Initial ESXi install success then subsequent installs failed
I just wanted to post an interesting story of setting up an ESXi 4.0 whitebox. The initial install was flawless but when I tried to reinstall ESXi, the server would hang when starting ESXi. I chose components that were listed on the Whitebox HCL.
For the record am using the following
* Intel DP45SG motherboard
* Adaptec 2410SA SATA RAID
I can confirm that the Intel on-board NIC (82567LF) is supported in ESXi 4 as well as the on-board SATA (AHCI mode works as well as compatibility/IDE). Its using the ICH10 chipset.
I setup a RAID5 on 4 x 500GB SATA disks on the Adaptec card. When building this array I opted for the FAST INIT option, thinking that it would slowly rebuild over time. I installed ESXi and all was well until I realised I could not get the array out of FAST INIT. To cut a long story short, there was no way I could get out of this mode. I decided that I would destroy the array and then rebuild it using the proper rebuild mode and then reinstall ESXi.

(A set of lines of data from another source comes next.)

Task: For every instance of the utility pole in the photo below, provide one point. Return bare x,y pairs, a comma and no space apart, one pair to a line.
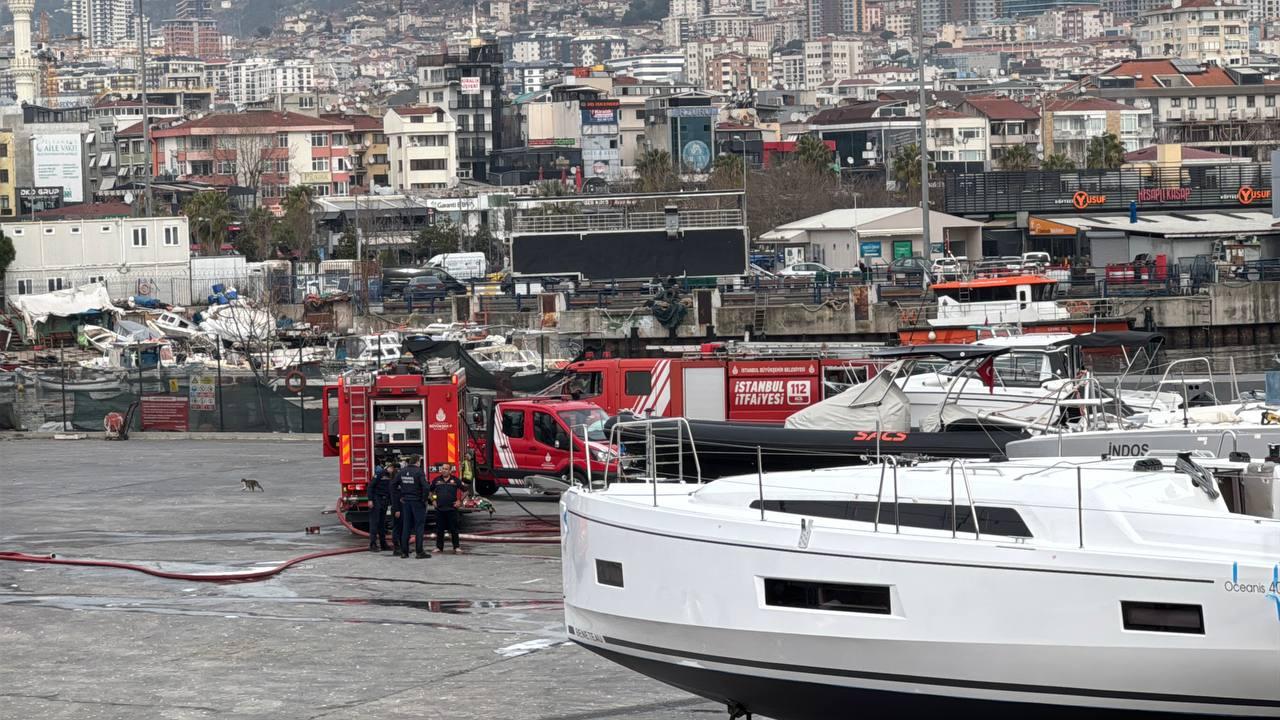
146,119
924,133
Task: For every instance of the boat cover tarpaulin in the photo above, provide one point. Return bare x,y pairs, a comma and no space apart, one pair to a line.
877,404
424,347
36,309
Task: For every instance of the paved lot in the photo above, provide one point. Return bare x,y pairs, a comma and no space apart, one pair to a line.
356,636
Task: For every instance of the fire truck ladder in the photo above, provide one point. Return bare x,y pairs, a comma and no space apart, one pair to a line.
360,434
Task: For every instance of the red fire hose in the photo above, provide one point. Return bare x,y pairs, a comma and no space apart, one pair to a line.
238,577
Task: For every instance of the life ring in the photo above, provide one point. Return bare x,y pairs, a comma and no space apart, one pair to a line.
1077,308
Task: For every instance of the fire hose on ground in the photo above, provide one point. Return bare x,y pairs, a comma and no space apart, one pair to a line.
521,537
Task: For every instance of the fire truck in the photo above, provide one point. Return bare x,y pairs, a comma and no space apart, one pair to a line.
375,418
759,383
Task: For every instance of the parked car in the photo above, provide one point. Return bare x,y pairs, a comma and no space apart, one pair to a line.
425,288
804,269
950,268
910,270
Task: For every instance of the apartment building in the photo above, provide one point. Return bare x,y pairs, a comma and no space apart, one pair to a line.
1197,31
264,150
421,147
1207,106
469,87
1070,123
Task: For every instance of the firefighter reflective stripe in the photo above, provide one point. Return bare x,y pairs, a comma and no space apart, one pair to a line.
502,451
659,391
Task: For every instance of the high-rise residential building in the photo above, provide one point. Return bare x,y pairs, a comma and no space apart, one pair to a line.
192,37
835,17
104,23
1196,31
469,87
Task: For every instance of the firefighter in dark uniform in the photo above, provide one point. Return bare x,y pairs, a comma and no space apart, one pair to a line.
380,501
408,495
447,492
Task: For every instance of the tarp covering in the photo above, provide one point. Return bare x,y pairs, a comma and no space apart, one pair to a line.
423,349
1112,338
36,309
876,405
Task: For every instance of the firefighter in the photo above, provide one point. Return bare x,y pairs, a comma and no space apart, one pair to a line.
408,495
379,500
447,491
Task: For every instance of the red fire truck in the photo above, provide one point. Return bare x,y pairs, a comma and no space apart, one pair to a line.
379,418
722,382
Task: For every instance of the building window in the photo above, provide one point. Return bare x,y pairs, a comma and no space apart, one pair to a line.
873,600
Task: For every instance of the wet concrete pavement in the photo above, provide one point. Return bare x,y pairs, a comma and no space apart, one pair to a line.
364,634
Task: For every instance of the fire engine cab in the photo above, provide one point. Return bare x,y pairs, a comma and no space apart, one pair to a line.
380,418
722,382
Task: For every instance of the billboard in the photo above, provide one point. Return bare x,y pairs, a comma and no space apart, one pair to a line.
599,112
56,160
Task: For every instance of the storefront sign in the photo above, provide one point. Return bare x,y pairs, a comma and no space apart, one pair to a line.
164,413
204,393
1080,200
1164,195
1247,195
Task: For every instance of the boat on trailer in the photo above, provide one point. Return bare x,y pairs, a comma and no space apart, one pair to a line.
1040,588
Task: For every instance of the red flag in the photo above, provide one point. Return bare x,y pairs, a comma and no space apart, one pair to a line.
987,372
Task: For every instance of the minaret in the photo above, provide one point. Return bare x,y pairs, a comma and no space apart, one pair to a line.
23,65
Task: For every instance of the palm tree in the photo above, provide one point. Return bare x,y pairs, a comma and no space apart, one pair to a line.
656,173
1105,153
813,151
1057,162
209,214
727,173
1018,158
906,167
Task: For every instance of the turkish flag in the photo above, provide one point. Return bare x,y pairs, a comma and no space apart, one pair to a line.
987,372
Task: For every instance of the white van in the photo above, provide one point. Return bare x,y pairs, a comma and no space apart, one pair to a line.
462,265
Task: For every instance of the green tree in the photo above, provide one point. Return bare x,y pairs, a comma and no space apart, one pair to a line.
1057,162
1018,158
813,153
906,167
255,237
1105,153
654,171
298,231
727,173
437,238
209,213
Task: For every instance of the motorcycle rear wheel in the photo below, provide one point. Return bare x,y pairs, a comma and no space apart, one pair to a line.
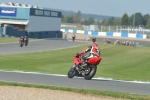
71,73
92,72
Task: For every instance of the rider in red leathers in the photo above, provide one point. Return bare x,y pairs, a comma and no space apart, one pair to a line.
94,52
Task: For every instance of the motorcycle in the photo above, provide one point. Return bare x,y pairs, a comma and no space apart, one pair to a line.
87,69
26,41
21,42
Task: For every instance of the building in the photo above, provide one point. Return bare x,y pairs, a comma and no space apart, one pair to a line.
21,19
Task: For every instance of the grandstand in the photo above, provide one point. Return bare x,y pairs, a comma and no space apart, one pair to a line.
21,19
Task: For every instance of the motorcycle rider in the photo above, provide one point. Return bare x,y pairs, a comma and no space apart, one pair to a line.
22,38
26,38
94,52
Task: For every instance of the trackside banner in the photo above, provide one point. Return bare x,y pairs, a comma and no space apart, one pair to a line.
6,11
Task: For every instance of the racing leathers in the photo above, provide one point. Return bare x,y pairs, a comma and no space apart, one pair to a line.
94,52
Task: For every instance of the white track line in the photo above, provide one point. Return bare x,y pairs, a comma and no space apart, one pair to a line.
38,73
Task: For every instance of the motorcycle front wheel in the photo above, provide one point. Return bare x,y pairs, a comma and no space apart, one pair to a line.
71,73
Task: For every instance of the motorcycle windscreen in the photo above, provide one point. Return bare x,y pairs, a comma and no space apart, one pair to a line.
94,61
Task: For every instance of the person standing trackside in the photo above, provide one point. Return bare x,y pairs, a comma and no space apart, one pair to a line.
73,37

All was fine as the array started to build itself, allowing me to continue the reinstall. I reinstalled ESXi but after it was installed and rebooted, the server would not get past nfsclient loaded successfully
. I must have reinstalled about 5 times, deleting the array, adding it again, removing any extra drives I had connected to the on board SATA, removing the extra network cards I had installed.

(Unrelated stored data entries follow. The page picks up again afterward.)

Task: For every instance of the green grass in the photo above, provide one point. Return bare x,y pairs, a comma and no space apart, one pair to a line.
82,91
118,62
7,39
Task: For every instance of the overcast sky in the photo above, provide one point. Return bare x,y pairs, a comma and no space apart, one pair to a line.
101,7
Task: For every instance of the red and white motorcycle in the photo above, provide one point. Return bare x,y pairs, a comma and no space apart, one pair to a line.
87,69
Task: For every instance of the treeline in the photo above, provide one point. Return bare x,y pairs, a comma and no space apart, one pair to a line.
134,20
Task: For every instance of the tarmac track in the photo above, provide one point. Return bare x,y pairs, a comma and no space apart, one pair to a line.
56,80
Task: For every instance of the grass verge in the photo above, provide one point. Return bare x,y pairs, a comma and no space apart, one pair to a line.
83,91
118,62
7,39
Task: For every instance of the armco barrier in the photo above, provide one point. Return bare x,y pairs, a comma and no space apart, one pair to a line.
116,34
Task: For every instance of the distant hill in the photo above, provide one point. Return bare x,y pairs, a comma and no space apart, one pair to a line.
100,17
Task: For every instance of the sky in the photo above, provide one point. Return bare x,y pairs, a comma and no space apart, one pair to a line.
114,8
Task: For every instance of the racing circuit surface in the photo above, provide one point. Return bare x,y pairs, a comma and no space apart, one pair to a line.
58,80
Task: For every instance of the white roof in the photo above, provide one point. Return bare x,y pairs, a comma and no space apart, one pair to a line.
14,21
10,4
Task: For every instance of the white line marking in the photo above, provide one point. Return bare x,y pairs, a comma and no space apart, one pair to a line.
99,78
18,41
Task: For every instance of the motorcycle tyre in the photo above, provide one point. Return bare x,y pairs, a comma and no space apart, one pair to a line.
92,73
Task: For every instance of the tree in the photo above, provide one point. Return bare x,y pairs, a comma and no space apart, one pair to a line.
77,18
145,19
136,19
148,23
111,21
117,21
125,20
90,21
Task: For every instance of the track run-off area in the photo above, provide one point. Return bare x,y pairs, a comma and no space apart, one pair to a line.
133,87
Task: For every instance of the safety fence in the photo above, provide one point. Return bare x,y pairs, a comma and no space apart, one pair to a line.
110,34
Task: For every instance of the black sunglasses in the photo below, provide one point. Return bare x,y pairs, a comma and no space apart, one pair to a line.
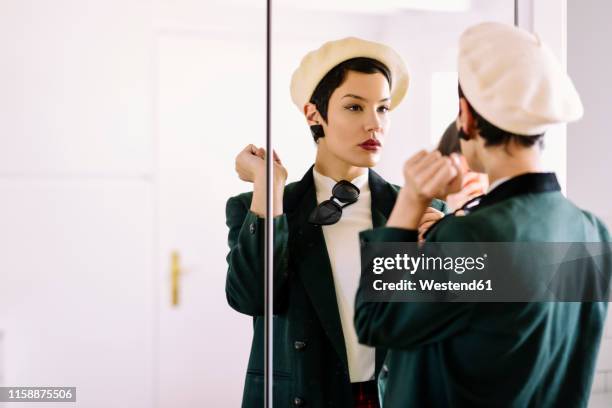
329,211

Google turned up only a single page which was describing my exact problem: http://communities.vmware.com/thread/223943#223943
. In this instance, they had a Dell server that was installed with ESXi but had to be reinstalled. The reintall did not work and there are posts of others in that topic with the same problem. Unfortunately no one came up with a solution.
When I figured out how to see the kernel messages (F12 console), exscfg-init -s
was the last command that was executed in the init process before I received repeating lines of SCSILinuxAbortCommands Failed
and aacraid host adapter abort request
For some reason I decided to try building the array using the CLEAN method where the array is not available until it is built, zeroing out all
the disks. After I did this and installed ESXi it worked
Now I am trying to come up with reasons why this worked. My best answer is that ESXi was somehow still detecting data from the old broken arrays and somehow this was breaking the boot. It is also possible that there are some issues with the accraid driver when the array is being built
and how this is presented to ESXi. I dismissed this theory as I tried initilising the array as FAST INIT a couple of times in my reinstall attempts but I could still not get ESXi to boot like it did initially on FAST INIT.
So my "reccomendation" to anyone that has had this problem is to whipe the entire disk before a reinstall is done. Use something like DBAN to zero out the disk before you reinstall if you are not using a RAID utility that allows you to zero the disks out.
Maybe this is only relevant to this particular RAID controller, maybe all adaptec controllers or maybe it is a problem in general for non-HCL ESXi devices.
Ill be interested to know if anyone else has had a problem along these lines.